Das beste ist, das sie schreiben, das man auf mehrere Zahlungsaufforderungen und Mahnscheiben nicht reagiert hätte.
ICH habe gar keine Schreiben bekommen.
Anscheinend kam das letzte Mahnschreiben am 5.11.08 mit dem Aktenzeichen ***4732.
Und nun sollen wir 90,72 € zahlen.

Brauch Hilfe!!

Danke Casi


----------



## FriedhelmB (10 Dezember 2008)

*AW: Probenking.de auferstanden? / Inkassounternehmen Prodefacto*

Hallo!
Ich kann auch nur empfehlen ausführliche Unterlagen anzufordern, per Fax (Faxnachweis) oder per Einschreiben. Vorher würde ich nichts unternehmen und mich nicht verrückt machen lassen.

Die Punkte die ich angefordert habe:
- Anmeldedaten zur Person / Namen und Anschrift / Email Adresse

- Anmeldedatum und Kennwort (wenn Daten per Mail verschickt wurden, wann?)

- Datum der Anmeldung und die angebliche Nutzung des Accounts (Einlogdaten)
  - IP Nummer und Datum zum Zeitpunkt der Anmeldung
  - IP Nummern und Datumsangabe zu der angeblichen Nutzung des Accounts

- Die Bankverbindung die bei der Anmeldung angeben wurde, und angeblich nicht
  belastet werden konnte.

- Wann versucht wurde angebliche Briefe / Schreiben / Mails an mich Versand wurden.
  Wenn überhaupt dann mit konkreten Angaben sprich Datum und Anschrift und jeweils
  eine Kopie von den Schreiben.

Tschau Friedhelm


----------



## zublödaberauch (7 Januar 2009)

*AW: Probenking.de auferstanden? / Inkassounternehmen Prodefacto*

Hallo,

ja, ich denke "die" sind auferstanden.
Ich habe ende November und heute ein Schreiben von Prodefacto bekommen. 
Zwischendurch gab es auch einen Anruf von "CMI Inkasso", die machen lt. deren Webseite telefonisches Inkasso. Ich habe denen gesagt, die möchten doch bitte einen Mahnbescheid schicken wenn Sie meinen von mir Geld bekommen zu wollen. Danach war das Gespräch recht schnell beendet :sun: .

Wenn ich jetzt nicht zahle kommt das nächste Schreiben von "eine der wichtigsten IT-Kanzleien Deutschlands" (Zitat von deren Webseite)... :-p
In meinem Fall geht es zwar nicht um Probenking sondern Shortwin, ist aber mittlerweile ein Laden und auch sonst das gleiche "Geschäftsmodell". Ich hatte denen mal gekündigt, aber leider mittlerweile die Unterlagen nicht mehr. Ist mindestens 2 Jahre her.

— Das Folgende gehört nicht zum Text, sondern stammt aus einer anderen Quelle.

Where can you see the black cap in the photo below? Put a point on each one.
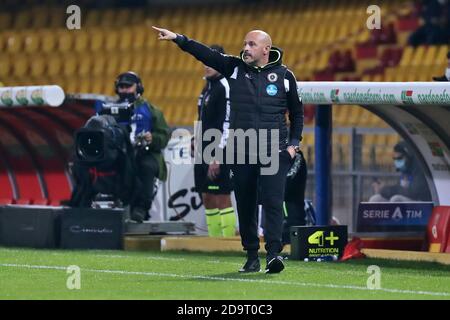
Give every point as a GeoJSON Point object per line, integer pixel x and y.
{"type": "Point", "coordinates": [402, 148]}
{"type": "Point", "coordinates": [127, 78]}
{"type": "Point", "coordinates": [218, 48]}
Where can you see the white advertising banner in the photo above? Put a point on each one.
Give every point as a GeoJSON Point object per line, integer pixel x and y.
{"type": "Point", "coordinates": [31, 96]}
{"type": "Point", "coordinates": [375, 93]}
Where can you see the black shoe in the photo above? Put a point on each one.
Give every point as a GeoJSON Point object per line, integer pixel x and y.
{"type": "Point", "coordinates": [252, 265]}
{"type": "Point", "coordinates": [138, 214]}
{"type": "Point", "coordinates": [274, 265]}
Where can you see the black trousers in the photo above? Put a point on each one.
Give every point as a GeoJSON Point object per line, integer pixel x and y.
{"type": "Point", "coordinates": [147, 171]}
{"type": "Point", "coordinates": [251, 188]}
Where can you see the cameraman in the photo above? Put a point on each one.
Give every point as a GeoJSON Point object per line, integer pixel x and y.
{"type": "Point", "coordinates": [149, 134]}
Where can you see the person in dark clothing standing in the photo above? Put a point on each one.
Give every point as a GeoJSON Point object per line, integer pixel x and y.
{"type": "Point", "coordinates": [412, 185]}
{"type": "Point", "coordinates": [294, 198]}
{"type": "Point", "coordinates": [149, 134]}
{"type": "Point", "coordinates": [212, 180]}
{"type": "Point", "coordinates": [446, 76]}
{"type": "Point", "coordinates": [262, 90]}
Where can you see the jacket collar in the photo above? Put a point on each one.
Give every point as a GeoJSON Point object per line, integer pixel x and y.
{"type": "Point", "coordinates": [275, 59]}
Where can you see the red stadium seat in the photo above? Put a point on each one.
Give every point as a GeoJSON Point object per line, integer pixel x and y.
{"type": "Point", "coordinates": [23, 201]}
{"type": "Point", "coordinates": [41, 202]}
{"type": "Point", "coordinates": [4, 201]}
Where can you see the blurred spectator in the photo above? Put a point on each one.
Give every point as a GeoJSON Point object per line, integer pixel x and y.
{"type": "Point", "coordinates": [294, 196]}
{"type": "Point", "coordinates": [433, 30]}
{"type": "Point", "coordinates": [412, 185]}
{"type": "Point", "coordinates": [446, 76]}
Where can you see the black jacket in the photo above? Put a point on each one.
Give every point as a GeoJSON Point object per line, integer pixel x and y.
{"type": "Point", "coordinates": [416, 187]}
{"type": "Point", "coordinates": [259, 96]}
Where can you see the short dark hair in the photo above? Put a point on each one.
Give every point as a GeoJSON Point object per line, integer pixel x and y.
{"type": "Point", "coordinates": [218, 48]}
{"type": "Point", "coordinates": [402, 148]}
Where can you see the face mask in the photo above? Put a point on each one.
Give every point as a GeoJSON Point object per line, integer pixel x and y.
{"type": "Point", "coordinates": [130, 97]}
{"type": "Point", "coordinates": [400, 164]}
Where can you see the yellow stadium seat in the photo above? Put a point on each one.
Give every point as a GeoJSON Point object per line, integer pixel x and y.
{"type": "Point", "coordinates": [5, 20]}
{"type": "Point", "coordinates": [14, 42]}
{"type": "Point", "coordinates": [84, 85]}
{"type": "Point", "coordinates": [40, 17]}
{"type": "Point", "coordinates": [123, 17]}
{"type": "Point", "coordinates": [96, 39]}
{"type": "Point", "coordinates": [84, 64]}
{"type": "Point", "coordinates": [22, 20]}
{"type": "Point", "coordinates": [38, 65]}
{"type": "Point", "coordinates": [5, 66]}
{"type": "Point", "coordinates": [81, 41]}
{"type": "Point", "coordinates": [92, 18]}
{"type": "Point", "coordinates": [126, 39]}
{"type": "Point", "coordinates": [57, 18]}
{"type": "Point", "coordinates": [48, 41]}
{"type": "Point", "coordinates": [64, 41]}
{"type": "Point", "coordinates": [31, 43]}
{"type": "Point", "coordinates": [20, 66]}
{"type": "Point", "coordinates": [111, 40]}
{"type": "Point", "coordinates": [54, 65]}
{"type": "Point", "coordinates": [107, 18]}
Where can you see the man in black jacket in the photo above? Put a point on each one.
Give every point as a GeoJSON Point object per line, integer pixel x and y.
{"type": "Point", "coordinates": [262, 90]}
{"type": "Point", "coordinates": [446, 76]}
{"type": "Point", "coordinates": [212, 179]}
{"type": "Point", "coordinates": [412, 185]}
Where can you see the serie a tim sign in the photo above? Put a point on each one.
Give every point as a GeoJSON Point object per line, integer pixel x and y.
{"type": "Point", "coordinates": [318, 242]}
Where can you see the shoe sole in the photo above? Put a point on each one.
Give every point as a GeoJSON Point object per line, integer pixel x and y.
{"type": "Point", "coordinates": [274, 266]}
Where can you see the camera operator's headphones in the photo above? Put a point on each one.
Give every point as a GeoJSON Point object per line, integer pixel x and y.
{"type": "Point", "coordinates": [130, 77]}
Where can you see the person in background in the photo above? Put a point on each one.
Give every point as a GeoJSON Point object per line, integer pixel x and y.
{"type": "Point", "coordinates": [412, 185]}
{"type": "Point", "coordinates": [212, 180]}
{"type": "Point", "coordinates": [446, 76]}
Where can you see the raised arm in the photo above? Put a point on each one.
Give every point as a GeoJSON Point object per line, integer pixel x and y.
{"type": "Point", "coordinates": [225, 64]}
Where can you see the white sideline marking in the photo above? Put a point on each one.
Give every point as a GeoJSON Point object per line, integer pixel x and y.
{"type": "Point", "coordinates": [172, 275]}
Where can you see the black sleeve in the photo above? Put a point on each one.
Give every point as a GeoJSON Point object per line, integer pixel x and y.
{"type": "Point", "coordinates": [295, 108]}
{"type": "Point", "coordinates": [219, 103]}
{"type": "Point", "coordinates": [223, 63]}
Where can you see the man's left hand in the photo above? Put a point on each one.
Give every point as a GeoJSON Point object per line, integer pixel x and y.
{"type": "Point", "coordinates": [148, 137]}
{"type": "Point", "coordinates": [292, 151]}
{"type": "Point", "coordinates": [213, 170]}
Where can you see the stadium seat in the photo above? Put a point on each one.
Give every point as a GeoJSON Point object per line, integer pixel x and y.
{"type": "Point", "coordinates": [64, 41]}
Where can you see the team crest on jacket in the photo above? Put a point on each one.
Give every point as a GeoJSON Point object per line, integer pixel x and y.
{"type": "Point", "coordinates": [271, 90]}
{"type": "Point", "coordinates": [272, 77]}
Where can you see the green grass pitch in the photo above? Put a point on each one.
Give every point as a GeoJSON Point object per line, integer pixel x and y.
{"type": "Point", "coordinates": [42, 274]}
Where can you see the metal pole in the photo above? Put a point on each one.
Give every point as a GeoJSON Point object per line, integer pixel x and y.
{"type": "Point", "coordinates": [322, 143]}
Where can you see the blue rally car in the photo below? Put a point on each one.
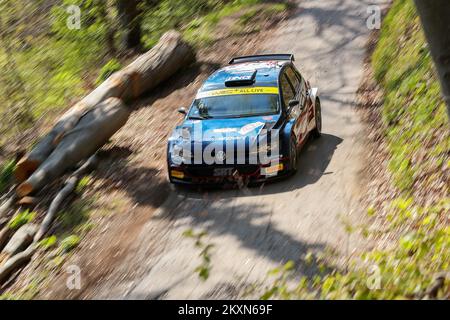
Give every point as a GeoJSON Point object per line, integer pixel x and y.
{"type": "Point", "coordinates": [247, 123]}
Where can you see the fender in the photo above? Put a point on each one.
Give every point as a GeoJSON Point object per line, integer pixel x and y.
{"type": "Point", "coordinates": [285, 135]}
{"type": "Point", "coordinates": [313, 94]}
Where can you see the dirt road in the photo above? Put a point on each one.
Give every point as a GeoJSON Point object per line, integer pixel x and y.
{"type": "Point", "coordinates": [255, 230]}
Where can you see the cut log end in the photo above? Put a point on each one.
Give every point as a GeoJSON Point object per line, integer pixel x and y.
{"type": "Point", "coordinates": [25, 168]}
{"type": "Point", "coordinates": [24, 189]}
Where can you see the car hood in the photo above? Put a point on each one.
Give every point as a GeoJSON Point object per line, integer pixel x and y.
{"type": "Point", "coordinates": [224, 129]}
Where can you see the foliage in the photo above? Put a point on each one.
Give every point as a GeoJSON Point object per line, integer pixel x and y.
{"type": "Point", "coordinates": [108, 69]}
{"type": "Point", "coordinates": [413, 112]}
{"type": "Point", "coordinates": [6, 172]}
{"type": "Point", "coordinates": [48, 242]}
{"type": "Point", "coordinates": [83, 184]}
{"type": "Point", "coordinates": [69, 243]}
{"type": "Point", "coordinates": [21, 218]}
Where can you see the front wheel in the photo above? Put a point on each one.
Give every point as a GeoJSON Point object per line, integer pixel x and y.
{"type": "Point", "coordinates": [317, 131]}
{"type": "Point", "coordinates": [293, 151]}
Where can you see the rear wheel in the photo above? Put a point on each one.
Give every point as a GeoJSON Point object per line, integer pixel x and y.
{"type": "Point", "coordinates": [293, 151]}
{"type": "Point", "coordinates": [317, 131]}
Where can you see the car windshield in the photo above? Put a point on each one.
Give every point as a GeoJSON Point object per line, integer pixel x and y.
{"type": "Point", "coordinates": [231, 106]}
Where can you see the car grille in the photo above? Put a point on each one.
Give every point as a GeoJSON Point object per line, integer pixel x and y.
{"type": "Point", "coordinates": [208, 170]}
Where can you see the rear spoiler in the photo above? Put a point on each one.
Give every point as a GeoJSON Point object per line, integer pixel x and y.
{"type": "Point", "coordinates": [262, 57]}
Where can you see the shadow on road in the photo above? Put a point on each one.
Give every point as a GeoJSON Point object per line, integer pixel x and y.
{"type": "Point", "coordinates": [222, 214]}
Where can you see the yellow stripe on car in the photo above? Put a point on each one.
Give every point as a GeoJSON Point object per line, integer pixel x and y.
{"type": "Point", "coordinates": [177, 174]}
{"type": "Point", "coordinates": [273, 169]}
{"type": "Point", "coordinates": [237, 91]}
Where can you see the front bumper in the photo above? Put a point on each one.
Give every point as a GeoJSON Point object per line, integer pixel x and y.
{"type": "Point", "coordinates": [221, 174]}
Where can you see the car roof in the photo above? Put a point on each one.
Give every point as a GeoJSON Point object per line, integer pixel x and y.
{"type": "Point", "coordinates": [266, 74]}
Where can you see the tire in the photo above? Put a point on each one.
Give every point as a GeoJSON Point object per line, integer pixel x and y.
{"type": "Point", "coordinates": [293, 152]}
{"type": "Point", "coordinates": [317, 131]}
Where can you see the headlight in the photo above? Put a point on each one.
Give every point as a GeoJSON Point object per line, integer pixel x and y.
{"type": "Point", "coordinates": [180, 155]}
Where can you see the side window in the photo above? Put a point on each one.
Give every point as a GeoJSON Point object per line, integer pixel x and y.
{"type": "Point", "coordinates": [286, 89]}
{"type": "Point", "coordinates": [302, 88]}
{"type": "Point", "coordinates": [294, 80]}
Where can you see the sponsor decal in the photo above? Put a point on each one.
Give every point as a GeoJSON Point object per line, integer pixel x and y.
{"type": "Point", "coordinates": [225, 130]}
{"type": "Point", "coordinates": [237, 91]}
{"type": "Point", "coordinates": [250, 127]}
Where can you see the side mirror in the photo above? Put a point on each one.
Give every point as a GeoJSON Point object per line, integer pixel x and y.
{"type": "Point", "coordinates": [293, 103]}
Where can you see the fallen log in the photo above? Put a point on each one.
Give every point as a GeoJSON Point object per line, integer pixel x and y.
{"type": "Point", "coordinates": [93, 130]}
{"type": "Point", "coordinates": [146, 72]}
{"type": "Point", "coordinates": [16, 262]}
{"type": "Point", "coordinates": [69, 187]}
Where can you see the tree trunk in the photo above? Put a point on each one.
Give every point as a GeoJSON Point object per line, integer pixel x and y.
{"type": "Point", "coordinates": [93, 130]}
{"type": "Point", "coordinates": [69, 187]}
{"type": "Point", "coordinates": [435, 17]}
{"type": "Point", "coordinates": [162, 61]}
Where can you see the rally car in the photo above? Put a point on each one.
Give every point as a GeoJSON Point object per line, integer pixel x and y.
{"type": "Point", "coordinates": [247, 123]}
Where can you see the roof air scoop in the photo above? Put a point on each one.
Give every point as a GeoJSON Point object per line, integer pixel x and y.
{"type": "Point", "coordinates": [244, 79]}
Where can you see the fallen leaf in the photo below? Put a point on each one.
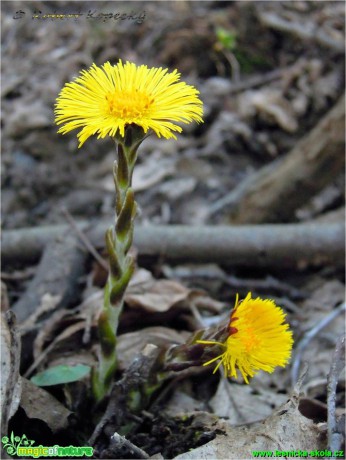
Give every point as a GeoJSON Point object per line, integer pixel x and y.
{"type": "Point", "coordinates": [285, 430]}
{"type": "Point", "coordinates": [39, 404]}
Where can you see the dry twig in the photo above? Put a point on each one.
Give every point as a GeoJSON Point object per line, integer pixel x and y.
{"type": "Point", "coordinates": [335, 437]}
{"type": "Point", "coordinates": [309, 336]}
{"type": "Point", "coordinates": [287, 245]}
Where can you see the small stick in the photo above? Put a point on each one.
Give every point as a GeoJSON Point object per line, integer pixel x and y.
{"type": "Point", "coordinates": [309, 336]}
{"type": "Point", "coordinates": [338, 363]}
{"type": "Point", "coordinates": [121, 445]}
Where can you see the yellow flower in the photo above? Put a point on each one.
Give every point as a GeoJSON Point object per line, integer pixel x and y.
{"type": "Point", "coordinates": [259, 339]}
{"type": "Point", "coordinates": [103, 100]}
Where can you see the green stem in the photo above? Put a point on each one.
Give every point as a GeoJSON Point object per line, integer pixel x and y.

Ich warte einfach mal ab was noch so kommt, ich gehe mal nicht davon aus das die wirklich einen Mahnbescheid machen werden. Und wenn kann ich ja immer noch widersprechen.

Gruss


----------



## spacereiner (7 Januar 2009)

*AW: Probenking.de auferstanden? / Inkassounternehmen Prodefacto*



> ich gehe mal nicht davon aus das die wirklich einen Mahnbescheid machen werden


 
Machense auch nicht.Ein Mahnbescheid kommt immer vom Gericht.Aber hier wirst Du vergeblich darauf warten



> IT-Kanzleien



Wasn dat


----------



## zublödaberauch (7 Januar 2009)

*AW: Probenking.de auferstanden? / Inkassounternehmen Prodefacto*

Hallo,

ja, sorry, da habe ich mich unklar ausgedrückt. Die beantragen, das Gericht führt aus.
Das mit den "Kanzleien" ist nicht von mir, ich habe da mal die Webseite der Anwaltskanzlei zitiert. Deren Seite sieht eigentlich recht beeindruckend aus, viele viele nett dreinschauende freundliche Rechtsanwälte und -innen. Ich bin schon kurz vor ner Panik... die URL ist auch so böse, da steht das Wort "law" drin.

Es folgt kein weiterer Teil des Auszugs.